In 1913, she resigned as president of FNSJB to turn her attention to war work, becoming involved in both the Canadian Red Cross and the Khaki League, an assistance organization for returning veterans. When World War I ended, she returned to women's programs, and was among the founders of the Provincial Committee for Women's Suffrage in 1922. The women who joined the CPSF were primarily members of two older feminist groups, the Montreal Suffrage Association and the FNSJB. Besides Dessaulles-Béique and Gérin-Lajoie, among the founding members of CPSF were Thérèse Casgrain, Carrie Derick, Grace Ritchie-England, Idola Saint-Jean, and Isabella Scott.
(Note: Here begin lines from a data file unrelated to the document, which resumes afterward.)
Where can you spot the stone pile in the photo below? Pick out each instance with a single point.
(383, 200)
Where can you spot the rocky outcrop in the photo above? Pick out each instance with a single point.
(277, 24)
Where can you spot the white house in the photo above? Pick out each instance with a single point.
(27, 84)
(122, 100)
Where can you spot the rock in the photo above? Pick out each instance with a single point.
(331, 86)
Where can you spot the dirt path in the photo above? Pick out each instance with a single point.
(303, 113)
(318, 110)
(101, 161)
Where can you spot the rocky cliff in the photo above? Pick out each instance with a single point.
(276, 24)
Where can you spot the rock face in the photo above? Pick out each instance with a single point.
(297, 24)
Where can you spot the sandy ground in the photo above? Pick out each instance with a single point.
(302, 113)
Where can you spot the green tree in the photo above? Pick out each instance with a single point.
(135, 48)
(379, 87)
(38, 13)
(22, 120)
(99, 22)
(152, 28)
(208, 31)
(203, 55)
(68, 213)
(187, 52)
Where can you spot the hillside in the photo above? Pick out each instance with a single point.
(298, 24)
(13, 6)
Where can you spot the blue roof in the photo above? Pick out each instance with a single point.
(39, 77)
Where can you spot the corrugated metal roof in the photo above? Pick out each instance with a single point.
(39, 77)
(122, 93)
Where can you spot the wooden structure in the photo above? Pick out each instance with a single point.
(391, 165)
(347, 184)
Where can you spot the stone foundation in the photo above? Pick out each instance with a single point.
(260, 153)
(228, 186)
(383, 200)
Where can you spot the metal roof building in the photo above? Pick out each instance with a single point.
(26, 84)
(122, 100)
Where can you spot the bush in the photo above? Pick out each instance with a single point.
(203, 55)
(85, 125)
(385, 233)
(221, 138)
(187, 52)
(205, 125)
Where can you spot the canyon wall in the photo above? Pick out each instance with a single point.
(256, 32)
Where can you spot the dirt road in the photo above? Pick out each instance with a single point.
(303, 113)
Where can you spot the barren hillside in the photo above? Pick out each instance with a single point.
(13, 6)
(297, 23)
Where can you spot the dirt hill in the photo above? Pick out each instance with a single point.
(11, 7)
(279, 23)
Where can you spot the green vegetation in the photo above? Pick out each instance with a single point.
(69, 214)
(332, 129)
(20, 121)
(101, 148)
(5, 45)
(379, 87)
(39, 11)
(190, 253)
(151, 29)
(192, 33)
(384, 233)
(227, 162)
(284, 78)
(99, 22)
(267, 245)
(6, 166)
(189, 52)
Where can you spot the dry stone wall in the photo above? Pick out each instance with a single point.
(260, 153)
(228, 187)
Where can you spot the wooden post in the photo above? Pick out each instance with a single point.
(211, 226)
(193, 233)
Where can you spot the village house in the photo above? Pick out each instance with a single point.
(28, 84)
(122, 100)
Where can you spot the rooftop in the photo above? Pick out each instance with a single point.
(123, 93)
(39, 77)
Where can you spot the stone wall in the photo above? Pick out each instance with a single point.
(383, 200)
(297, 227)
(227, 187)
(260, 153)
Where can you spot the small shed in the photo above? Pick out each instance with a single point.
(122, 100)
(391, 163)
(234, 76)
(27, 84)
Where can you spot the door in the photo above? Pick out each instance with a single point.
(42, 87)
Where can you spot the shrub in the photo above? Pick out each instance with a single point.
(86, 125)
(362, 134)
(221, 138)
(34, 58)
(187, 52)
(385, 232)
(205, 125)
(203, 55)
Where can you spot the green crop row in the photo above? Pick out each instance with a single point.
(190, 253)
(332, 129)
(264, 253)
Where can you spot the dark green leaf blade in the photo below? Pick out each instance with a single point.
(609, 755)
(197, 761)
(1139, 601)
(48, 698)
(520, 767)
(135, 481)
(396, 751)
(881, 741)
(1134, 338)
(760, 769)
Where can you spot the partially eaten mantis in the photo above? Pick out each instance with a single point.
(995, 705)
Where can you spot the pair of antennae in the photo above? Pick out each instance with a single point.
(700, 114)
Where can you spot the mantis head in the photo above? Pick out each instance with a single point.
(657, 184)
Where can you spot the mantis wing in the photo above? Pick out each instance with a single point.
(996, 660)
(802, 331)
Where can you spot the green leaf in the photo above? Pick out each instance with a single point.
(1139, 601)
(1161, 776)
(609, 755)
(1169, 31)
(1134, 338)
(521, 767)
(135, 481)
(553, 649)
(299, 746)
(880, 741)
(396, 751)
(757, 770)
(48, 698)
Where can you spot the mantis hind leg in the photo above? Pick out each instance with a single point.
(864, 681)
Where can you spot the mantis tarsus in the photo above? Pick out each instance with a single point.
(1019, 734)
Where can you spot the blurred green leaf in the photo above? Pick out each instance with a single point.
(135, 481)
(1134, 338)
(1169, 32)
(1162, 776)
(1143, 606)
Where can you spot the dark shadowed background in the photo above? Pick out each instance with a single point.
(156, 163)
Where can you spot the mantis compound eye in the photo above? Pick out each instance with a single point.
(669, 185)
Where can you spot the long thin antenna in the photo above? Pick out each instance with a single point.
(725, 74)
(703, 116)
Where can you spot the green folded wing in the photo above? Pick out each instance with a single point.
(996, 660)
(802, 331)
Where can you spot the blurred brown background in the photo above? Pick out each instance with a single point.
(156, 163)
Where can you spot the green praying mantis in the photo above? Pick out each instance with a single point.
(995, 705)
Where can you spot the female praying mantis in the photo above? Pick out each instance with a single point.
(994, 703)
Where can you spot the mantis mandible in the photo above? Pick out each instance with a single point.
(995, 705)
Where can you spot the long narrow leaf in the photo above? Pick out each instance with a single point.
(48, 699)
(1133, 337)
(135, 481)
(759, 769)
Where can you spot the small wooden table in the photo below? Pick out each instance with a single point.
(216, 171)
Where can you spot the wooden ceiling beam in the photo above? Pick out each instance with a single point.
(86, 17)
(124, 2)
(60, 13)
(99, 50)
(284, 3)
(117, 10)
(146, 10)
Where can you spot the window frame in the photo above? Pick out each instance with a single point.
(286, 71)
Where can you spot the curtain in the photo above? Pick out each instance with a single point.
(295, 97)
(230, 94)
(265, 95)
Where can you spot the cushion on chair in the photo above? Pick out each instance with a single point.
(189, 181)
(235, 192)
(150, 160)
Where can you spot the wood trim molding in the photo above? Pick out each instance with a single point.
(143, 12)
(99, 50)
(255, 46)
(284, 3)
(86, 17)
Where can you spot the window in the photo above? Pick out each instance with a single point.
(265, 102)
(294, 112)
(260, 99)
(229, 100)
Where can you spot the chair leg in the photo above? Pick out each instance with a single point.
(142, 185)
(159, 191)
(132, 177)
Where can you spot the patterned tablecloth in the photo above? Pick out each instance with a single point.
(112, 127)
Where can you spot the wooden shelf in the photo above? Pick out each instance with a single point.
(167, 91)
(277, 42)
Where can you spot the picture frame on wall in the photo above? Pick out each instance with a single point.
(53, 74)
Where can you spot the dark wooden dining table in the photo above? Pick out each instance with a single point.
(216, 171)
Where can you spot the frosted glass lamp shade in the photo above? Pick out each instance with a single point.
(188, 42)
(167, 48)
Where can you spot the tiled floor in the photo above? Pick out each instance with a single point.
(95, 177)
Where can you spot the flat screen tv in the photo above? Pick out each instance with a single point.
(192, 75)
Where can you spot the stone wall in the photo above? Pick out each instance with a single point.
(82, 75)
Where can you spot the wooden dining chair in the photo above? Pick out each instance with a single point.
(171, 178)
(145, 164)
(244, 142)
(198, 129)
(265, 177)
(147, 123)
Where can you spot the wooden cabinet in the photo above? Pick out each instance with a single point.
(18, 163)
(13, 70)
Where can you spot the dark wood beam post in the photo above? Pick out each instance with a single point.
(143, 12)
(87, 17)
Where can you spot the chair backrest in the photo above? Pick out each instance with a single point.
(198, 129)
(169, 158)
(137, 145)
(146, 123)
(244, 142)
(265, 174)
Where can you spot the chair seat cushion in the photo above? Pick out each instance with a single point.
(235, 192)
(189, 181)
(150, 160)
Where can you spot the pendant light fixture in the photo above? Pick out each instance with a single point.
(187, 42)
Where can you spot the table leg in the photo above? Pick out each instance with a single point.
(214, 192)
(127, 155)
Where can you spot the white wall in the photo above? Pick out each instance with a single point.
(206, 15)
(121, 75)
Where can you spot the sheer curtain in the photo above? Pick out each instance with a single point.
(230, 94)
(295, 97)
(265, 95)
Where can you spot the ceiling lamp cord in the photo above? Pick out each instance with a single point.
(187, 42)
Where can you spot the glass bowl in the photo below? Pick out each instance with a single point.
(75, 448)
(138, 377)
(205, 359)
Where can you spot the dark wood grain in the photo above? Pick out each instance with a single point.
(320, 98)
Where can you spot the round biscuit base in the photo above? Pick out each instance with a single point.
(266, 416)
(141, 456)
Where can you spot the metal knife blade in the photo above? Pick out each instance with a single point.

For the women of the FNSJB, this was a significant change in stance, as the organization had been formed with approval by the pope to train women in their moral and civic responsibilities as wives, rather than as individual citizens. The struggle for the right to vote in Quebec continued to 1940, when women won full suffrage.

Death and legacy

Dessaulles-Béique died on 8 August 1946 in Montreal. The Housewife's School which she founded became affiliated with the Université de Montréal in 1937 and in 1953 became the School of Household Science. In 1959, it merged with the University when the school decided to offer a degree in home economics. In 1988, a street in the city was renamed in her honour.